"Cheguei a Lisboa. E tudo continua naquele estilo, naquele jeito mágico de extravagância, quando o destino começa a pregar-nos partidas de génio de lanterna mágica. Nem é preciso esfregar a lâmpada.
A
Rua do Salitre é um verdadeiro toboggan que desce em ziguezague da
colina do Bairro Alto até à Avenida da Liberdade, a orgulhosa artéria
elísia.
A Avenida da Liberdade é uma correnteza de árvores que desce do Parque Eduardo VII até à Baixa; um longo rio urbano cujo estuário se confunde com o largo do Rossio, onde direcções e destinos se diluem… é também o tubo digestivo da cidade, pelo qual transita um tráfego automóvel cada vez mais difícil de absorver e evacuar.
Essa artéria ruidosa e comercial, outrora passeio público, e em temos paga, já não é um lugar ideal de convívio ou de encontro.
Na parte de trás da Rua do Salitre encerra-se um parque escondido… o crepúsculo cai sobre uma área de teatros mortos, que mais parecem silos, imensos reservatórios de nostalgia.
No
coração da cidade, esse espaço constitui um enclave inconcebível de
cenários esquecidos, um parque de atracções que não atrai ninguém, um
beco sem saída de fantasmas.
O Parque Mayer é um espaço morto.
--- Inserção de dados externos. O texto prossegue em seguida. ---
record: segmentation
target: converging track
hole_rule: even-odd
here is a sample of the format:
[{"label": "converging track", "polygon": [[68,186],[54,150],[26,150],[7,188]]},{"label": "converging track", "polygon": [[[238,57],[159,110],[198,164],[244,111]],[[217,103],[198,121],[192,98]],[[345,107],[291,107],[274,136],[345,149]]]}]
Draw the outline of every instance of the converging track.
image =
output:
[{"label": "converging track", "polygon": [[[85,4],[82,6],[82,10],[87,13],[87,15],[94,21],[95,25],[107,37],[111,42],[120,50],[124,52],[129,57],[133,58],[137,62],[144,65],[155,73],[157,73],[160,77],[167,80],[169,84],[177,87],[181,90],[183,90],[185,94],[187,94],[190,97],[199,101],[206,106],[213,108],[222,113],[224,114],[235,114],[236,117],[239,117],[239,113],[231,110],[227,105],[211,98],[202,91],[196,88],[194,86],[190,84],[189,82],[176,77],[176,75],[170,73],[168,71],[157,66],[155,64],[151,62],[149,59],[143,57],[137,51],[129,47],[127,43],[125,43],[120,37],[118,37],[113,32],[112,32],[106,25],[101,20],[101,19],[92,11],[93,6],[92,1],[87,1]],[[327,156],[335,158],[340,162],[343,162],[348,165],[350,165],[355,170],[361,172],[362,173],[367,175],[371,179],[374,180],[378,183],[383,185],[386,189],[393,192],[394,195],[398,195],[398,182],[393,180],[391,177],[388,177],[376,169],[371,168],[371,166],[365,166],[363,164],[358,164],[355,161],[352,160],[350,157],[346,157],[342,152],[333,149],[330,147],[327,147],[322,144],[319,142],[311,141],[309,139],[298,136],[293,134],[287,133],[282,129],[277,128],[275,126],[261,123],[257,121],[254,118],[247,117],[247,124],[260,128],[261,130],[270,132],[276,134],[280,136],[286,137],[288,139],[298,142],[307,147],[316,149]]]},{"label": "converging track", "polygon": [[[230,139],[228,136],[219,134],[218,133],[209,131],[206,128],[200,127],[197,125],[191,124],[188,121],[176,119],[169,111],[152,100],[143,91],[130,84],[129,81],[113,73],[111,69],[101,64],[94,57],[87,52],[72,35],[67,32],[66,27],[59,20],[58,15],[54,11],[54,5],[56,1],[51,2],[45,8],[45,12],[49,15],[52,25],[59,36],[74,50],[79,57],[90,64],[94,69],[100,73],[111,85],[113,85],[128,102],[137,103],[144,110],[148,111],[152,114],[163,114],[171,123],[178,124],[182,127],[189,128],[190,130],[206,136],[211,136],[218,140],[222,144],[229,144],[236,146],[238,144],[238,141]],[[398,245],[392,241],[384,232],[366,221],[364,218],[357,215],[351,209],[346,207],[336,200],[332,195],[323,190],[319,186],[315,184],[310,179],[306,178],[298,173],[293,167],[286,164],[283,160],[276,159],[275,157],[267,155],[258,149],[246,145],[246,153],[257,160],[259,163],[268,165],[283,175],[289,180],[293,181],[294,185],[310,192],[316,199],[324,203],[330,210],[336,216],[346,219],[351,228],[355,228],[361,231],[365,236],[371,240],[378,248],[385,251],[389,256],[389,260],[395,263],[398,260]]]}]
O seu monumental portão art deco dá acesso a uma cinecitta abandonada. Ruas e ruelas de paralelepípedos encerram teatros e cinemas há tanto tempo fechados que as grades enferrujaram. O cartaz a preto e branco do último espectáculo do Capitólio, o grande “silo”, reforça a sensação de relógio parado na hora de encerramento.
Mergulho nos bastidores da cidade. Os rumores extinguem-se como os aplausos, tornados recordação. As revistas foram arrumadas nos vestiários da memória popular.
Apenas resiste o Teatro Maria Vitória, à entrada, que, contra ventos e marés, apresenta um corpo de bailado moderno, numa luxuosa revista à portuguesa, em cena há mais de doze anos. As fotografias exibem bailarinas que levantam bem alto as pernas nuas.
Os outros edifícios, cenário abandonado às intempéries, estão minados pela ruína. As paredes esboroam-se, as ervas crescem entre as telhas e entre as pedras da calçada.
E ao longe avista-se uma tabuleta que indica a direcção do Restaurante Gina ao fundo do beco. O restaurante Gina é um espaço tão insólito como um campo de refugiados em ruínas.
Fica
situado entre um parque de estacionamento deserto, de alcatrão
gretado, e uma barraca de tiro, de arcos mouriscos, completamente
desconjuntada.
O
restaurante está encostado ao muro do Jardim Botânico, que domina o
Parque Mayer; as palmeiras e os eucaliptos, observadores indiscretos,
espreitam sobre o parapeito.
Passa um amolador de facas e navalhas, a empurrar a sua pequena oficina ambulante. Desde a minha infância que não vejo amoladores de tesouras. Sinto-me invadir por uma onda de timidez e não me atrevo a abordá-lo de tal forma me parece estar a cruzar-me com uma figura de cera, saída do imobilismo do museu, de boné enterrado na cabeça.
No Restaurante da Gina, a cozinheira é negra. Abana os carapaus que fumegam alegremente. Imagino-a cabo-verdiana, porque ela passa a arrastar os pés, com aquela lentidão das ilhas que nenhum vento urbano consegue contrariar."